Tethering of cellulose synthase complex to the plasma membrane relies on the isoform of EXO70A1 in Arabidopsis.

In yeast and mammals, the EXO70 subunit of the exocyst complex plays a key role in mediating the tethering of exocytic vesicles to the plasma membrane (PM). In plants, however, the role of EXO70 in regulating vesicle tethering during exocytosis remains unclear. In land plants, EXO70 has undergone significant evolutionary expansion, resulting in multiple EXO70 paralogues that may allow the exocyst to form various isoforms with specific functions. Previous research in Arabidopsis has shown that generally disrupting exocyst function leads to various defects in cellulose synthase (CESA) complex (CSC) trafficking.
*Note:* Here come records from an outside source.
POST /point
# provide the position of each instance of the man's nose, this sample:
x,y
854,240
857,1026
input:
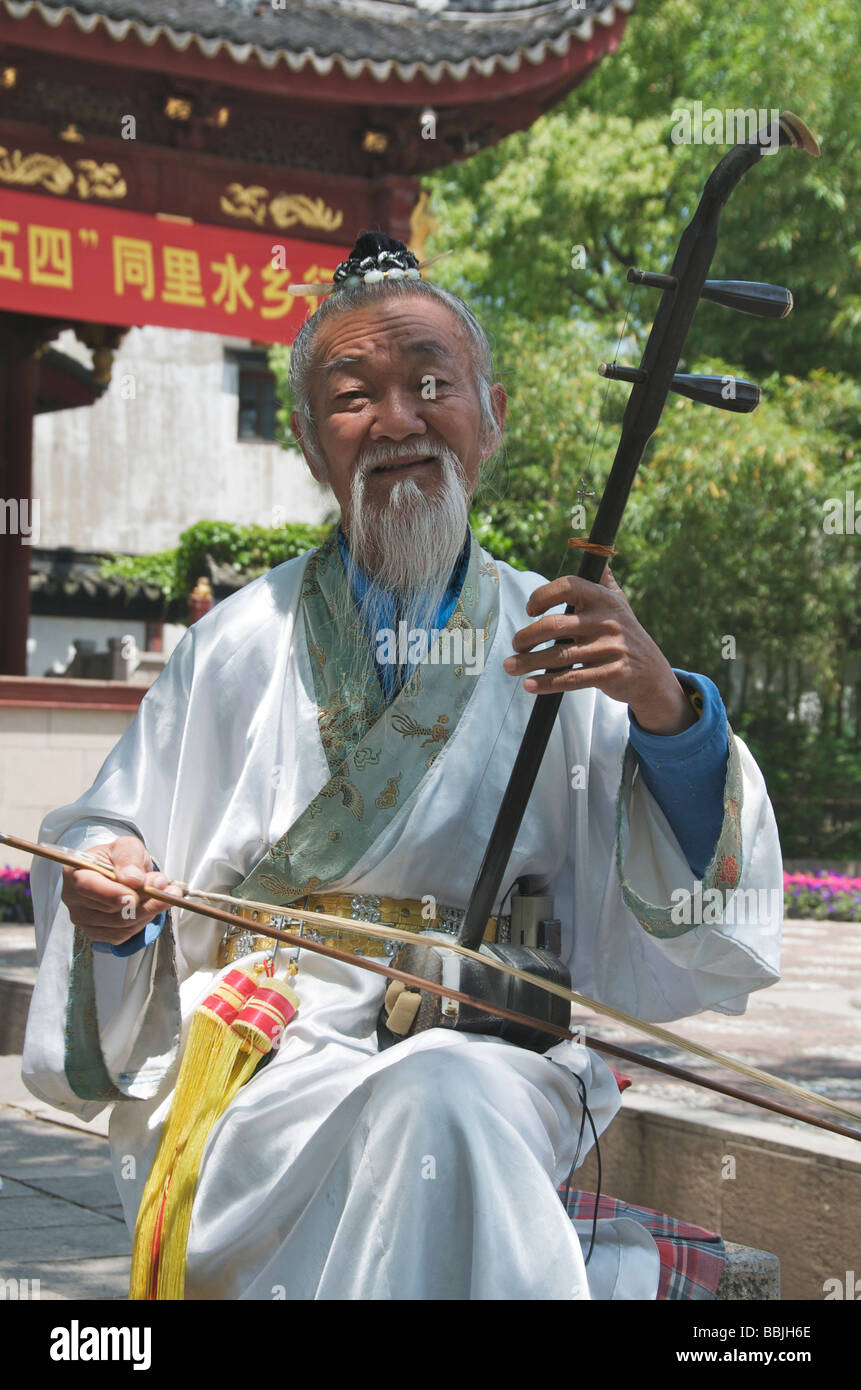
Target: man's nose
x,y
397,416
In this study, we utilized real-time imaging combined with genetic approaches to explore the role of EXO70A1, a member of the EXO70 family in Arabidopsis, in CSC trafficking. The exo70a1 mutant exhibited a decrease in crystalline cellulose content and a reduced density of functional CSCs in the PM. Moreover, the delivery of tdTomato-CESA6 from the cortex to the PM was compromised in the mutant, leading to the accumulation of CSC vesicles at the cell cortex. However, the velocity of tdTomato-CESA6 in the PM was unaffected in exo70a1. These findings suggest that EXO70A1 has a specific role in tethering CSCs to the PM.